Carnet de cuisine

La passion du pain, selon Claire Bastier

Mardi 2 mai 2017 par Michèle Baczynsky
Publié dans Regards n°861 (1001)

Jérusalem. Entrée du Marché Mahane Yehuda. C’est ici que nous avons rendez-vous avec Claire Bastier, correspondante de La Libre Belgique, en Israël. Elle arrive, sur sa bicyclette, dans une forme éclatante. 

« Je vous propose de discuter dans un nouveau café qui vient d’ouvrir dans le marché ». Depuis quelques années, le très populaire marché Mahané Yehuda où l’on vend à la criée, entre le poisson frais et les fruits et légumes, a vu s’ouvrir une pléthore de nouveaux cafés branchés et de restaurants avec en cuisine des chefs très audacieux, à faire pâlir de jalousie Tel-Aviv. Le nouveau café que nous fait découvrir Claire jouxte la boulangerie Russel.
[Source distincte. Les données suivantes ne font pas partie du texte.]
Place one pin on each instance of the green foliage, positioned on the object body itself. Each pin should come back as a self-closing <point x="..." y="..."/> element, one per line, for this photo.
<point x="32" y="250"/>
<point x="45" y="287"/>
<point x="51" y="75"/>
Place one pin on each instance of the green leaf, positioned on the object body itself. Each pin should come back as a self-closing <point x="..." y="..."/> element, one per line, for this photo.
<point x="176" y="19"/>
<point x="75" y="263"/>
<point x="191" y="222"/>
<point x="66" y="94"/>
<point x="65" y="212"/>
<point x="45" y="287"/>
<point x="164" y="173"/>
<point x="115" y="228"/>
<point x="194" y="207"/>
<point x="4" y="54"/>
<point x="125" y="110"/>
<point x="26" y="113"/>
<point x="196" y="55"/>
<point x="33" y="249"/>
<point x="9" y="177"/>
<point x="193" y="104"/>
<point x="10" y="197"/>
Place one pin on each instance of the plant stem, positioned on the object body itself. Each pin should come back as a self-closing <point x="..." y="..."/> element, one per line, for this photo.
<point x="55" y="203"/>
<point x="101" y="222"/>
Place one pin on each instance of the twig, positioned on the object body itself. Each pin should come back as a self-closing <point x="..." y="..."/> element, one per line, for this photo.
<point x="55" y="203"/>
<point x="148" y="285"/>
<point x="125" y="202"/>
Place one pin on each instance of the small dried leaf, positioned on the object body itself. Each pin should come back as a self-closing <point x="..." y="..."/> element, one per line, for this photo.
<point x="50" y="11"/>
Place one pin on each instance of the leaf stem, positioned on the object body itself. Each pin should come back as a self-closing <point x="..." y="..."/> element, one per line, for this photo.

Ce n’est pas fortuit. Claire Bastier partage avec le boulanger Russel Sachs, une même passion : le pain. « Lorsque je vais dans une ville, je cherche d’abord la meilleure boulangerie, le meilleur pain. Pour moi, qui suis chrétienne pratiquante, le pain, c’est le symbole du partage, comme dans le judaïsme. A Jérusalem, j’ai découvert une variété incroyable de pain, tant du côté israélien que palestinien ». Claire Bastier troque une fois par semaine son tablier de journaliste contre celui de boulangère chez Russel. « Dans la nuit du jeudi au vendredi, je travaille dans un atelier qui se trouve en dehors du marché. Un ouvrier prépare d’abord le pétrin pour la fabrication des halot*. Les pâtons sont ensuite bénis par un mashguiah**. C’est seulement après que je suis autorisée à les enfourner. La boulangerie Russel ouvre très tôt le vendredi et les halot de Shabbat doivent déjà être livrées ».

De fil en aiguille, Claire s’est intéressée aussi aux cuisines locales comme miroir des relations entre Israéliens et Palestiniens. Jérusalem était d’abord le cœur de son projet : les quartiers juif, musulman, chrétien, arménien de la Vieille Ville et ses odeurs de pain, de café à la cardamone et autres découvertes culinaires que l’on peut y rencontrer. Elle a ensuite sillonné Israël à la rencontre des acteurs de la cuisine de terroir : des agriculteurs, des pêcheurs, des directeurs de coopératives, des viticulteurs, des chefs, tous habités à la fois par une soif d’innovation culinaire à la croisée des traditions culinaires juives de diaspora et des traditions arabes locales.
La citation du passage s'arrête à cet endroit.